In Italia noi siamo sempre stati dei medi-democristiani.

Da un paio di giorni il mondo sembra essersi occupato di questa cosa che in Islanda vogliono mettere al bando la pornografia. Sì, in Islanda. Dove vivono bene. Dove sono “medi-progressisti” (cit. il megadirettore di fantozziana memoria), liberali, vagamente libertari e guidati da una premier dichiaratamente lesbica. Della questione ne hanno scritto un po’ tutti, e un po’ tutti riportavano le medesime dichiarazioni di Halla Gunnarsdottir, collaboratrice del Ministro degli Interni. La copia-incollo dall’Observer di ieri:

Research shows that the average age of children who see online porn is 11 in Iceland and we are concerned about that and about the increasingly violent nature of what they are exposed to.
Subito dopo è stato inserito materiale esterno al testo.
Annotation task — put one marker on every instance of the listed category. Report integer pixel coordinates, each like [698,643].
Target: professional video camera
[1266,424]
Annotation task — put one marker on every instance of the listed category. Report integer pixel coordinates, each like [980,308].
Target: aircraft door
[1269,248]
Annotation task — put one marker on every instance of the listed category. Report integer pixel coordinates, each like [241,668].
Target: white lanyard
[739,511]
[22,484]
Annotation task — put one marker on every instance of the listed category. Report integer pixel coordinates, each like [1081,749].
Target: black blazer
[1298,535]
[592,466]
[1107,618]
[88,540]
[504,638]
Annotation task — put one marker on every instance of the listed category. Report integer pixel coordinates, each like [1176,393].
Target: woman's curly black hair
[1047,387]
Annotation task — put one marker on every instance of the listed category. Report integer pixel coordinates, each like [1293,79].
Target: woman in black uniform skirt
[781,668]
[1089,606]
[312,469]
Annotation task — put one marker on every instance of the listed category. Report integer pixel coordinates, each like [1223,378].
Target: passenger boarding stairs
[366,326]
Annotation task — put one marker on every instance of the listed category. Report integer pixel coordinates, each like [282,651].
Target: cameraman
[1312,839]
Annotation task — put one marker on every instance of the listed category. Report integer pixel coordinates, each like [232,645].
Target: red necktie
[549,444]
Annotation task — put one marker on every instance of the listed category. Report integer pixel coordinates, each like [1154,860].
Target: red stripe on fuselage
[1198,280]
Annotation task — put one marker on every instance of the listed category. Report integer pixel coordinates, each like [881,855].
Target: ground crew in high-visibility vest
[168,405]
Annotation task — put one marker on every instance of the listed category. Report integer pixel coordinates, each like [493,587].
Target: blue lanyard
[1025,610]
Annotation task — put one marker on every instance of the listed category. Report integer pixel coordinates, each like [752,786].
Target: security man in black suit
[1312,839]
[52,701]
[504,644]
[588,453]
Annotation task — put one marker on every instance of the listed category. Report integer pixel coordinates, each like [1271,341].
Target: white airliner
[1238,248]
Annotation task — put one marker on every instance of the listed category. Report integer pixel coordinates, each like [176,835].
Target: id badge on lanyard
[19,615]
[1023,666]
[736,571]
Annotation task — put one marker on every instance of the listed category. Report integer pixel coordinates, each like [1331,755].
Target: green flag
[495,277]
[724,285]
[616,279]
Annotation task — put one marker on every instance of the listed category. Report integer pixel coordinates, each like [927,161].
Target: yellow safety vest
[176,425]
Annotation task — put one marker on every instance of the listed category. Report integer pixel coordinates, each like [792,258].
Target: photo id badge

This is concern coming to us from professionals since mainstream porn has become very brutal

E’ innegabile che la rete abbia allargato l’accesso ad ogni tipo di materiale — ivi compreso quello pornografico — a chiunque, grande o piccino che sia (e a 11 anni si è sufficientemente sgamati per sapere come navigare in rete; non so in Islanda, ma in Italia a 11 si è addirittura più sgamati che a 50, almeno ora con queste generazioni in campo). Non voglio fare una disamina sulla correttezza o meno della proposta Islandese, lungi da me. Vorrei solo ricordare che noi tutti, a 11 anni o a 12 o a 13 o comunque in quell’epoca in qui l’Internet ancora non c’era, andavamo a sbirciare le copertine delle riviste hard nel retro delle edicole a chiosco. E in Italia siamo sempre stati dei medi-democristiani.